One criterion for the feasibility of the comparative analyses (see other criteria outlined in Section 9.7.6. Comparative safety analyses) is to determine adequate sample size, specifically to have a sample size that will allow detection of at least a 2-fold difference in the primary outcome of composite CV and CeV events.
Assuming a power of 80%, a 2-sided significance level of 0.05, propensity score matching, and a matching ratio of 1:1 of atogepant vs. comparator users is used, at least 10,388 person-years of follow-up in atogepant-exposed patients will be required in each database.
Data analysis
Descriptive statistics will be used for demographic and clinical characteristics at baseline. The incidence rate for the primary outcome will be presented for atogepant users, as well as the incidence rates for the secondary outcomes.
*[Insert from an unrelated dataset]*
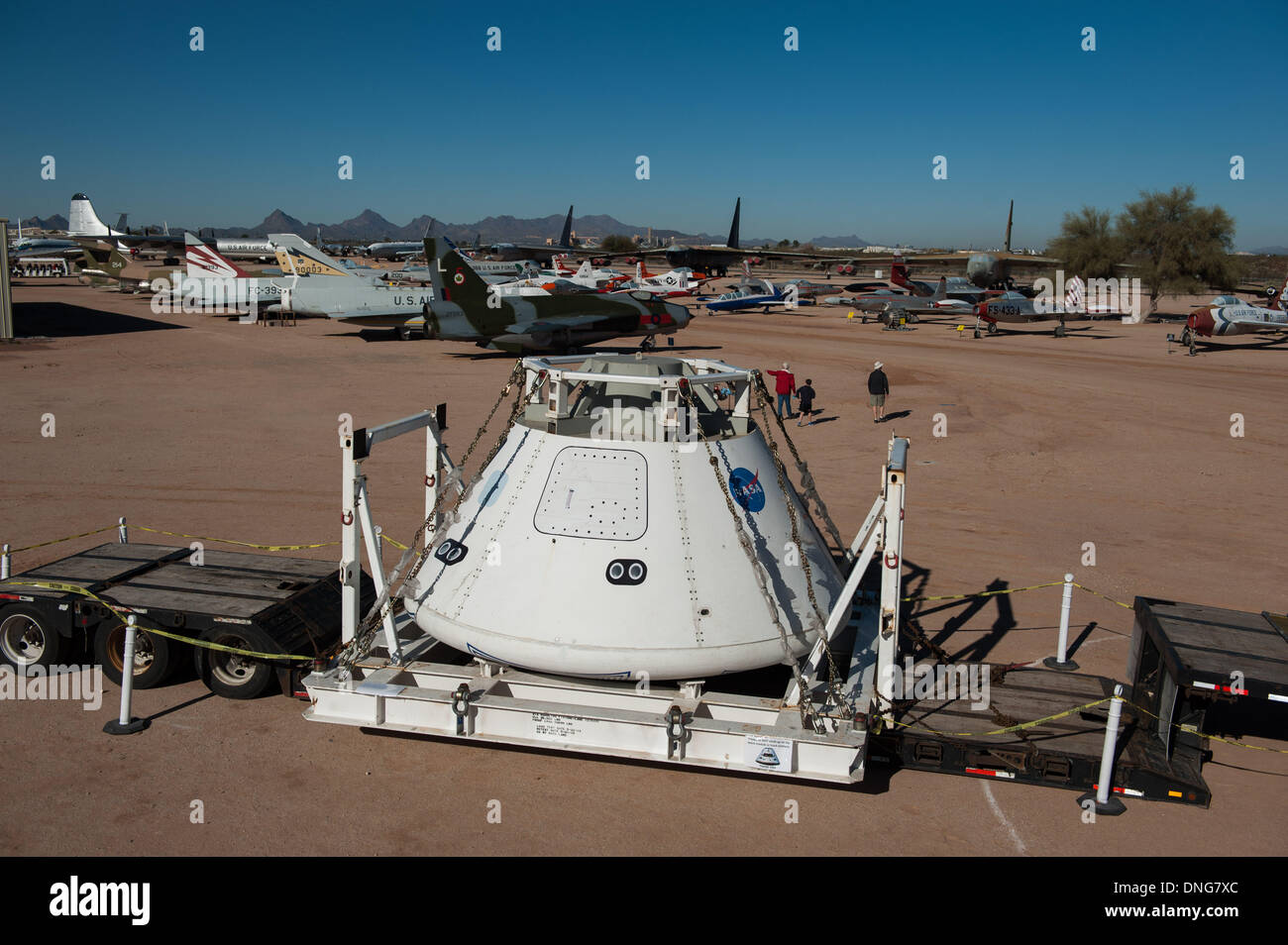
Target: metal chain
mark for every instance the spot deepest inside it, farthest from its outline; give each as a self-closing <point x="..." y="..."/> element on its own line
<point x="802" y="468"/>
The interim study report results will inform the design of the final study report and will determine if each database is suitable for the comparative analysis including (but not limited to): if the proposed data source has adequate atogepant uptake, whether confounding can be adequately addressed,
whether the number of observed events during the follow-up is sufficient, final inclusion/exclusion criteria, comparator drug, study design (e.g., new user or prevalent new user study design), and analysis approach (e.g., matching or inverse probability of treatment weighting [IPTW], inclusion of a negative control, sensitivity analyses). Assuming atogepant uptake and number of events are adequate, appropriate adjustment for confounding and matching/IPTW feasible, and a suitable comparator identified, a comparative analysis will be conducted to compare the incidence of CV and CeV events among patients with migraine and significant CV or CeV disease that are atogepant-exposed with users of a comparator. Relative risks for the outcomes of interest will be estimated as hazard ratios (HRs). A sensitivity analysis will be performed to examine the association between atogepant use and the safety outcomes of interest while excluding those with epilepsy.